Re: Cost of handling misaligned access

Liste des GroupesRevenir à c arch 
Sujet : Re: Cost of handling misaligned access
De : anton (at) *nospam* mips.complang.tuwien.ac.at (Anton Ertl)
Groupes : comp.arch
Date : 08. Feb 2025, 18:46:32
Autres entêtes
Organisation : Institut fuer Computersprachen, Technische Universitaet Wien
Message-ID : <2025Feb8.184632@mips.complang.tuwien.ac.at>
References : 1 2 3 4 5 6 7 8 9 10 11 12 13 14
User-Agent : xrn 10.11
Michael S <already5chosen@yahoo.com> writes:
On Sat, 08 Feb 2025 08:11:04 GMT
anton@mips.complang.tuwien.ac.at (Anton Ertl) wrote:
Or by my own pasting mistake. I am still not sure whom to blame.
The mistake was tiny - absence of // at the begining of one line, but
enough to not compile. Trying it for a second time:

Now it's worse, it's quoted-printable.  E.g.:

 if (li >=3D len || li <=3D 0)

Some newsreaders can decode this, mine does not.

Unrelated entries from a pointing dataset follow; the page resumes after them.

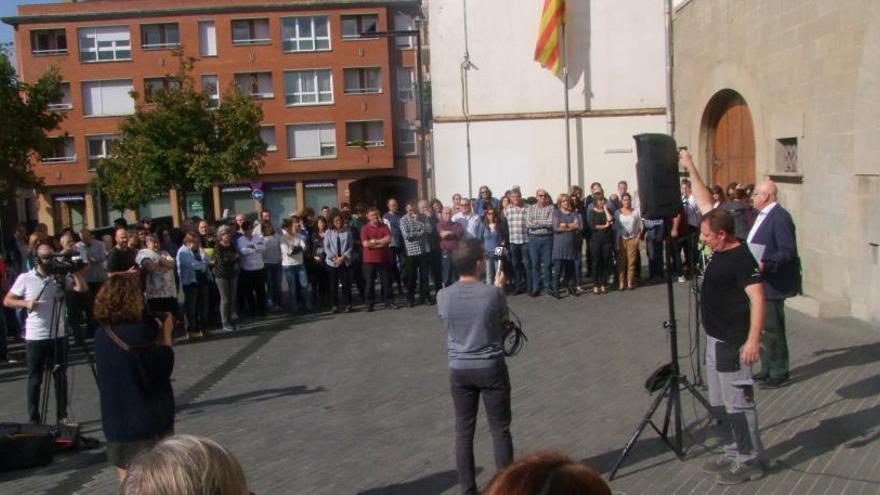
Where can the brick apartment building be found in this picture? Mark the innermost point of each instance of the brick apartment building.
(340, 115)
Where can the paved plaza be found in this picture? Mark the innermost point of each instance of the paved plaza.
(358, 403)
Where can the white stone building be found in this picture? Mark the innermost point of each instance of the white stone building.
(498, 115)
(791, 91)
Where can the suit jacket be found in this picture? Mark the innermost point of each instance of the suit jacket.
(782, 266)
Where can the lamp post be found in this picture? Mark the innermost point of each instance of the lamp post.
(417, 33)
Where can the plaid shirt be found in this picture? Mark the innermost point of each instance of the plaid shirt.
(415, 234)
(539, 219)
(516, 224)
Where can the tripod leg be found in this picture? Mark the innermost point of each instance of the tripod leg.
(638, 432)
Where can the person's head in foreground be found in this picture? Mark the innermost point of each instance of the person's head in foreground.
(185, 465)
(547, 473)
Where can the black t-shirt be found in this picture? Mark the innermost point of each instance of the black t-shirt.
(725, 305)
(120, 260)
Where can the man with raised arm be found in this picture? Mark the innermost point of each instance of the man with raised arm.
(732, 305)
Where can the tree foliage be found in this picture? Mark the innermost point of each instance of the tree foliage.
(25, 120)
(177, 142)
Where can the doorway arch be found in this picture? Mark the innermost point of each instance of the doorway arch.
(730, 137)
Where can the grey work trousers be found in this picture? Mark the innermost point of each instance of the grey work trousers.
(731, 387)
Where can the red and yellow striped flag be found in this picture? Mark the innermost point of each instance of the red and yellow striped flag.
(547, 49)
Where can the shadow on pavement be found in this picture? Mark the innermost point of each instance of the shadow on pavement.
(432, 484)
(833, 359)
(253, 396)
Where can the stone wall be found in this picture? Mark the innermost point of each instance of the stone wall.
(807, 69)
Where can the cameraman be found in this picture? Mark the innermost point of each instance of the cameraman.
(46, 344)
(473, 313)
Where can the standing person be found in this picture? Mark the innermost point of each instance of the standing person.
(272, 264)
(134, 359)
(450, 234)
(36, 291)
(338, 244)
(539, 221)
(774, 233)
(629, 230)
(472, 314)
(493, 234)
(435, 262)
(518, 238)
(293, 250)
(192, 268)
(225, 270)
(469, 221)
(375, 239)
(121, 258)
(566, 224)
(95, 257)
(733, 309)
(160, 288)
(601, 242)
(252, 278)
(415, 229)
(392, 219)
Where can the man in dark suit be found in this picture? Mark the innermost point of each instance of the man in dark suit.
(780, 271)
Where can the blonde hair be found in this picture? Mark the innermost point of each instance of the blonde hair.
(185, 465)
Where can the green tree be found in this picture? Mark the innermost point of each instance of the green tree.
(25, 120)
(176, 141)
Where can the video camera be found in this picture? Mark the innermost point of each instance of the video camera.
(63, 263)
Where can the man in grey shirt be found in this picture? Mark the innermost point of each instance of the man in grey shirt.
(472, 313)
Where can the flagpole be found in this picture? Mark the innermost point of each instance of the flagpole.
(565, 92)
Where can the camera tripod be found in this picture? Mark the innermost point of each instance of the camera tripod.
(673, 382)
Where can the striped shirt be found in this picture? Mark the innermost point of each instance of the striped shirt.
(539, 219)
(516, 224)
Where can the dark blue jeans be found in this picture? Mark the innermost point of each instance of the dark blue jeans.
(521, 264)
(466, 386)
(541, 254)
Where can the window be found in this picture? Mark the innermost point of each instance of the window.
(305, 87)
(207, 39)
(104, 44)
(404, 22)
(355, 25)
(211, 86)
(311, 141)
(406, 142)
(305, 34)
(405, 85)
(100, 147)
(154, 84)
(362, 80)
(65, 102)
(105, 98)
(48, 41)
(256, 84)
(267, 134)
(250, 31)
(61, 150)
(157, 36)
(364, 133)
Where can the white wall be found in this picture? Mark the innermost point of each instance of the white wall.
(616, 54)
(531, 154)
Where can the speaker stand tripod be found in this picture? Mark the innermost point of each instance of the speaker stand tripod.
(675, 383)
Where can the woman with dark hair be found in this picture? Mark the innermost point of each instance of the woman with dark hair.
(134, 360)
(546, 473)
(600, 221)
(338, 245)
(493, 233)
(566, 224)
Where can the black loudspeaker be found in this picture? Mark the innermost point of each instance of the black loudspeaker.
(657, 174)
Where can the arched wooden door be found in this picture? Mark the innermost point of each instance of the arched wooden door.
(731, 139)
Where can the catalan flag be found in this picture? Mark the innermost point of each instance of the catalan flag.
(547, 50)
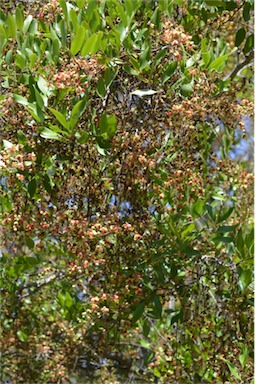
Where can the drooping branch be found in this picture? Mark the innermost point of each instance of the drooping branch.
(241, 65)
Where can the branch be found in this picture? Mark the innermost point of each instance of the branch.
(241, 65)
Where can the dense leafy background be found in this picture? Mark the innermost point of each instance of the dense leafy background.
(126, 195)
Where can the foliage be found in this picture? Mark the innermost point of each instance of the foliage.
(127, 232)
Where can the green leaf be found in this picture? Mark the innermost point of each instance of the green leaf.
(61, 299)
(225, 215)
(43, 86)
(215, 3)
(12, 26)
(9, 57)
(49, 134)
(22, 336)
(21, 137)
(232, 369)
(39, 99)
(92, 45)
(19, 16)
(169, 71)
(186, 89)
(146, 328)
(68, 300)
(219, 63)
(101, 90)
(80, 3)
(249, 44)
(138, 312)
(61, 118)
(245, 277)
(107, 126)
(30, 243)
(7, 144)
(27, 23)
(143, 92)
(20, 61)
(32, 187)
(197, 208)
(240, 36)
(78, 41)
(157, 310)
(246, 11)
(162, 53)
(82, 137)
(47, 183)
(77, 111)
(227, 228)
(205, 52)
(223, 239)
(243, 357)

First cycles (which eliminates worries about turbo modes) and
instructions, then usec/call.
=20
>
I don't understand that.
For original code optimized by clang I'd expect 22,000 cycles and 5.15
usec per call on Haswell. You numbers don't even resamble anything like
that.

My cycle numbers are for the whole program that calls keylocks()
100_000 times.

If you divide the cycles by 100000, you get 21954 for clang
keylocks1-256, which is what you expect.

instructions
5_779_542_242  gcc   avx2 1  =20
3_484_942_148  gcc   avx2 2 8=20
5_885_742_164  gcc   avx2 3 8=20
7_903_138_230  clang avx2 1  =20
7_743_938_183  clang avx2 2 8?
3_625_338_104  clang avx2 3 8?=20
4_204_442_194  gcc   512  1  =20
2_564_142_161  gcc   512  2 32
3_061_042_178  gcc   512  3 16
7_703_938_205  clang 512  1  =20
3_402_238_102  clang 512  2 16?
3_320_455_741  clang 512  3 16?
=20
>
I don't understand these numbers either. For original clang, I'd expect
25,000 instructions per call.

clang keylocks1-256 performs 79031 instructions per call (divide the
number given by 100000 calls).  If you want to see why that is, you
need to analyse the code produced by clang, which I did only for
select cases.

Indeed. 2.08 on 4.4 GHz is only 5% slower than my 2.18 on 4.0 GHz.
Which could be due to differences in measurements methodology - I
reported median of 11 runs, you seems to report average.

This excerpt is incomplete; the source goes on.